The learned Counsel appearing for the petitioner relied on the judgment rendered by the High Court of Punjab and Haryana in the case of Hans Raj Sons Vs. Union of India and others in CWP No.36396 of 2019, dated 16.12.2019, wherein the Hon’ble Court has allowed the tax payer to file the return either electronically or manually, if the portal is not opening. In the said judgment, the High Court of Punjab and Haryana has relied on another judgment rendered in CWP No.30949 of 2018, in the case of Adfert Technologies Private Limited Vs. Union of India and others, dated 04.11.2019. The same issue was also considered by the Madras High Court in W.P.No.29676 of 2019, dated 06.10.2020, wherein it is stated as under:

“19. Admittedly, the 31st of March 2019 was the last date by which rectification of Form – GSTR 1 may be sought. However, and also admittedly, the Forms, by filing of which the petitioner might have noticed the error and W.P. No.29676 of 2019 sought amendment, viz. GSTR-2A and GSTR-1A are yet to be notified. Had the requisite Forms been notified, the mismatch between the details of credit in the petitioner’s and the supplier’s returns might well have been noticed and appropriate and timely action taken. The error was noticed only later when the petitioners’ customers brought the same to the attention of the petitioner.

In the absence of an enabling mechanism, I am of the view that assessee should not be prejudiced from availing credit that they are otherwise legitimately entitled to. The error committed by the petitioner is an inadvertent human error and the petitioner should be in a position to rectify the same, particularly in the absence of an effective, enabling mechanism under statute.

This writ petition is allowed and the impugned order set aside. The petitioner is permitted to re-submit the annexures to Form GSTR-3B with the correct distribution of credit between IGST, SGST and CGST within a period of four weeks from date of uploading of this order and the respondents shall take the same on file and enable the auto-population of the correct details in the GST portal. No costs.”

In the above said order, this Court has clearly held that in the absence of any enabling mechanism, the assessee cannot be prejudiced by not granting ITC. Therefore, following the aforesaid judgments this Court is inclined to set aside the impugned order.

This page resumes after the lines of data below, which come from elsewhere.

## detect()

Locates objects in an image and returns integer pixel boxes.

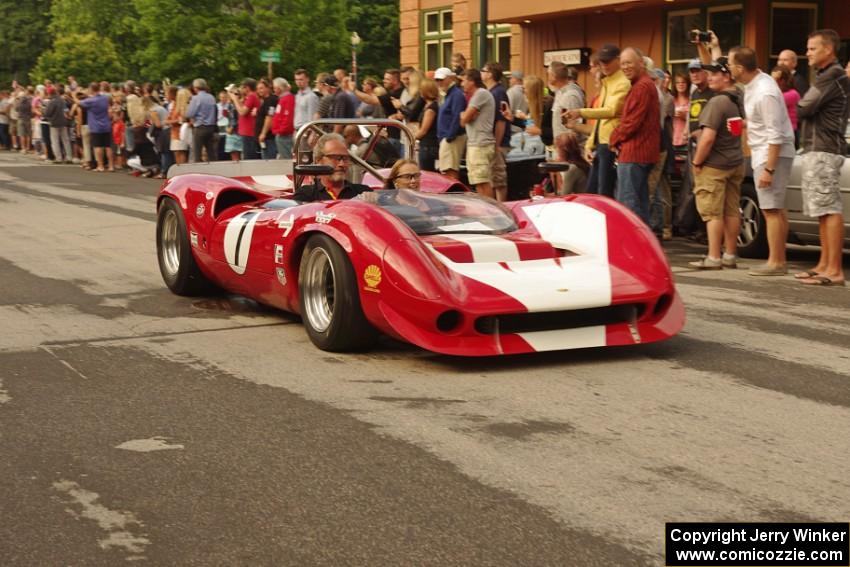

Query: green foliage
[0,0,399,88]
[344,0,400,77]
[31,32,127,85]
[134,0,348,88]
[0,0,50,86]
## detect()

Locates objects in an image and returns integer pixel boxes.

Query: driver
[292,134,371,203]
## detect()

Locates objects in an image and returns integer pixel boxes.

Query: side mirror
[295,163,334,177]
[537,161,572,173]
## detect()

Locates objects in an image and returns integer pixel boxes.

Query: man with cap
[563,43,632,198]
[323,75,355,134]
[688,57,744,270]
[434,67,466,179]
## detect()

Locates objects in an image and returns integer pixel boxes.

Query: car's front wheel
[298,234,377,351]
[738,182,768,258]
[156,199,212,295]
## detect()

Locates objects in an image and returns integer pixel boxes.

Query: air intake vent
[475,303,644,335]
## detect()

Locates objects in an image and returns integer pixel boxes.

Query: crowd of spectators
[0,30,850,285]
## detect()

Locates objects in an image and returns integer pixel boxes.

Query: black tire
[156,198,213,296]
[738,181,768,258]
[298,234,378,352]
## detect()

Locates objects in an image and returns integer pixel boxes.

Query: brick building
[400,0,850,92]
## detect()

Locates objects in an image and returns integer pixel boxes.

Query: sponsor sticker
[316,211,334,225]
[363,264,381,293]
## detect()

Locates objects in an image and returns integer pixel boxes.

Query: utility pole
[478,0,487,69]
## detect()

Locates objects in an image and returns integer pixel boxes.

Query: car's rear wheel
[298,234,378,351]
[738,182,768,258]
[156,199,212,295]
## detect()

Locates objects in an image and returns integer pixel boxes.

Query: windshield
[368,189,516,235]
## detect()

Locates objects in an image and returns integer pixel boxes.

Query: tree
[31,32,127,85]
[48,0,138,75]
[0,0,50,84]
[133,0,348,87]
[344,0,400,77]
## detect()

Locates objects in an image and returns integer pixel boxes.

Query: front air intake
[475,303,645,335]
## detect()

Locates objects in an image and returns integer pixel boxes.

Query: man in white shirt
[729,47,795,276]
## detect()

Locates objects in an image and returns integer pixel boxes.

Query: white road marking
[115,437,185,453]
[53,480,151,560]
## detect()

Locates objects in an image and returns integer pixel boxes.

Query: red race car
[157,120,685,356]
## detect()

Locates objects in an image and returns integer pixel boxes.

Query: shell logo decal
[363,264,381,293]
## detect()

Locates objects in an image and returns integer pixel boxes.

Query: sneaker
[688,256,723,270]
[749,264,788,276]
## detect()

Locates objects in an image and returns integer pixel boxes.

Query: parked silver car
[738,150,850,258]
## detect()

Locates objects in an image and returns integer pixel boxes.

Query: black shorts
[91,132,112,148]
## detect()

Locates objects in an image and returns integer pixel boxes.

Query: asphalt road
[0,153,850,566]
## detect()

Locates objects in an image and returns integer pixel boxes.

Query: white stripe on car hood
[435,201,612,311]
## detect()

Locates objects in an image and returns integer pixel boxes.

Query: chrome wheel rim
[160,209,180,276]
[738,197,759,246]
[303,248,336,333]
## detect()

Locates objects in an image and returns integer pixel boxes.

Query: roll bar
[293,118,416,189]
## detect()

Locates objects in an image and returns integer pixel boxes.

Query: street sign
[260,51,280,63]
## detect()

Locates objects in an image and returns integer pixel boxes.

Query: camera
[691,30,711,43]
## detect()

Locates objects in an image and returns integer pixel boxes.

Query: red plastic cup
[726,116,744,136]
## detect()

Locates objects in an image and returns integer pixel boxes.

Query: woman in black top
[416,79,439,171]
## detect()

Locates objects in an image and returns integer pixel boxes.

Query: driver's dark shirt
[292,181,371,203]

The next contention of the petitioner is that the ITC can be claimed through GSTR-3B, but GSTN has not permitted to file GSTR-3B in online if the dealers had not paid taxes on the outward supply / sales. In other words, if the dealer is not enabled to pay output tax, he is not permitted to file GSTR-3B return in online and it is indirectly obstructing the dealer to claim ITC. In the present case the petitioner was unable to pay output taxes and so the GSTN not permitted to file GSTR-3B in the departmental web portal it is constructed that the petitioner had not filed GSTR-3B online, that resulted the dealer unable to claim his ITC in that particular year in which he paid taxes in his purchases.

Hence if the GSTN provided option for filing GSTN without payment of tax or incomplete GSTR-3B, the dealer would be eligible for claiming of input tax credit. The same was not provided in GSTN network hence, the dealers are restricted to claim ITC on the ground of non-filing of GSTR-3B within prescribed time. if the option of filing incomplete filing of GSTR-3B are provided in the GSTN network the dealers would avail the claim and determine self-assessed ITC in online. The petitioner had expressed real practical difficulty. The GST Council may be the appropriate authority but the respondents ought to take steps to rectify the same. Until then the respondents ought to allow the dealers to file returns manually.

Therefore, following the above said judgments, this Court is inclined to quash the impugned orders and accordingly the impugned orders are quashed. The respondents shall permit the petitioner to file manual returns whenever the petitioner is claiming ITC on the outward supply / sales without paying taxes. Further the respondents are directed accept the belated returns and if the returns are otherwise in order and accordance to law, the claim of ITC may be allowed. Hence, the matter is remitted back to the authorities for reconsideration.